What are the highest-yield topics?

Abusive head trauma (~15%), skeletal injury (~12%), cutaneous injury (~12%), and sexual abuse evaluation (~13%) collectively cover about half the exam. Master AHT biomechanics and retinal findings, the classic metaphyseal lesion (CML) and posterior rib fractures, TEN-4-FACESp bruising rule and sentinel injuries in non-ambulatory infants, immersion/scald burn patterns, the 2023 Adams classification of anogenital findings, HIV nPEP/STI testing timing, and the differential diagnosis (OI, rickets, Menkes, bleeding disorders, glutaric aciduria type 1).

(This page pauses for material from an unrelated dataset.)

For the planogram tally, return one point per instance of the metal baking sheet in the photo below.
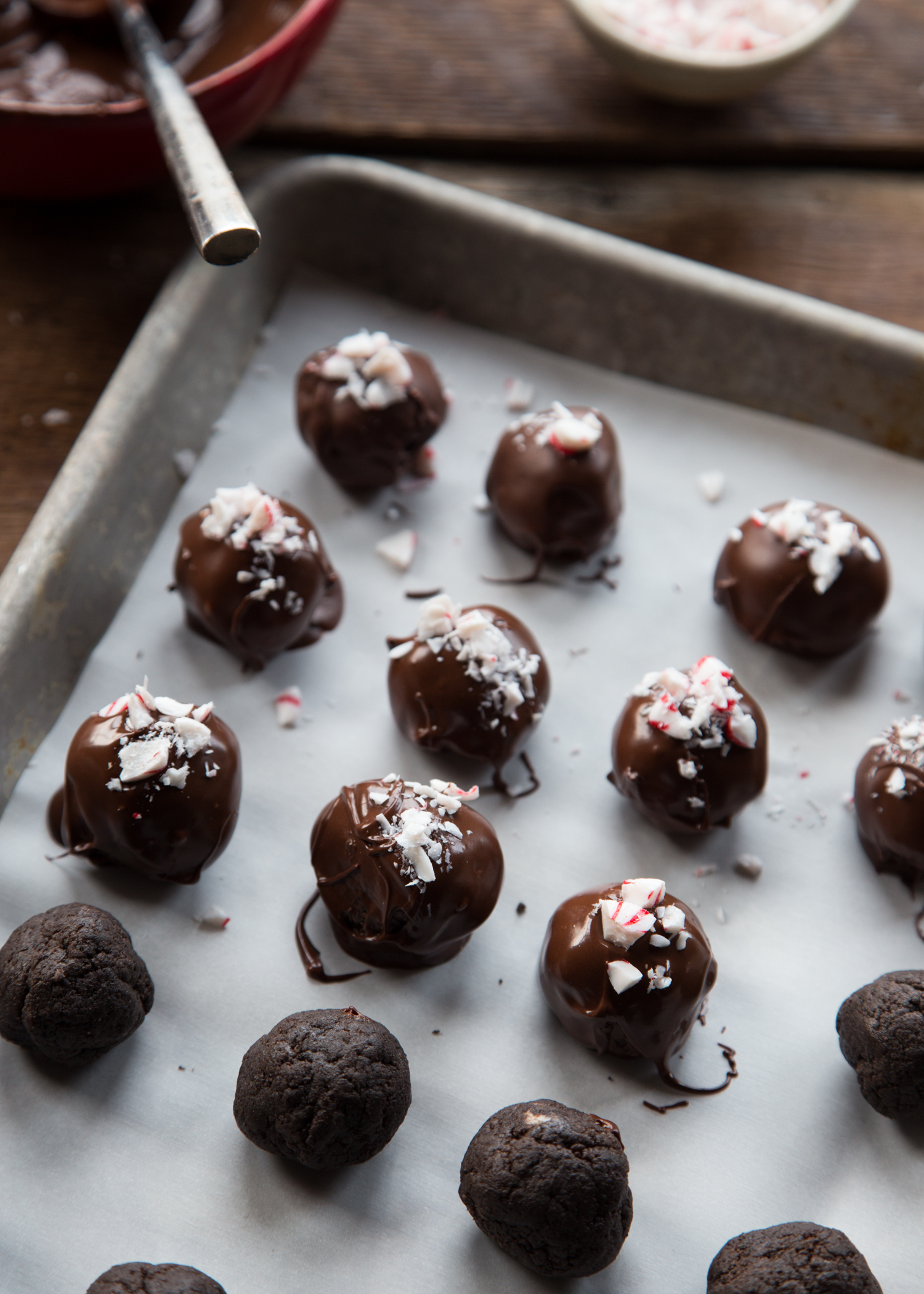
(139, 1156)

How should I study for this exam?

Use a 6-12 month structured plan during your final fellowship year. Start with physical abuse — AHT, fractures, and cutaneous injury (highest-yield). Move to sexual abuse evaluation using the 2023 Adams classification. Then neglect, FDIA, abdominal trauma, SUID, and differential diagnosis/mimics. Finish with forensic interviewing, mandated reporting, and court testimony. Take 2-3 timed full-length mock exams. Integrate Jenny's 'Child Abuse and Neglect' textbook, AAP SOCAN clinical reports, APSAC guidelines, and Ray E. Helfer Society resources.

What are my continuing certification requirements after passing?

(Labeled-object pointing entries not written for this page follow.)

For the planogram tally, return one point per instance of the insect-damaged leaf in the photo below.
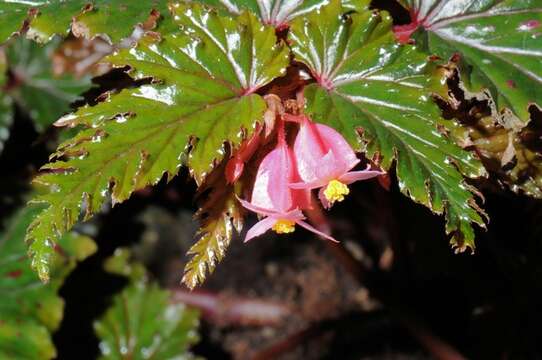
(501, 40)
(30, 310)
(369, 82)
(41, 94)
(202, 96)
(114, 20)
(142, 323)
(220, 215)
(279, 13)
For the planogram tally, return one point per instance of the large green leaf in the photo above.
(205, 75)
(369, 83)
(501, 40)
(220, 214)
(114, 20)
(142, 323)
(37, 91)
(30, 310)
(279, 13)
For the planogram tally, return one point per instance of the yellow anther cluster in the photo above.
(335, 191)
(284, 226)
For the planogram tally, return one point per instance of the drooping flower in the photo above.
(324, 160)
(273, 198)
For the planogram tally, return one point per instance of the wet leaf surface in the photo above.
(202, 96)
(115, 20)
(221, 215)
(279, 13)
(142, 322)
(501, 41)
(30, 310)
(368, 82)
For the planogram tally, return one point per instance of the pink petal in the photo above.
(271, 189)
(353, 176)
(310, 185)
(343, 152)
(293, 215)
(257, 209)
(309, 150)
(259, 228)
(314, 230)
(234, 169)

After initial certification, diplomates maintain certification via the ABP's Maintenance of Certification Assessment for Pediatricians (MOCA-Peds) — a longitudinal assessment with quarterly questions over a 5-year cycle. Diplomates must also complete Part 2 (self-assessment CME) and Part 4 (improvement in medical practice) activities and maintain an unrestricted license.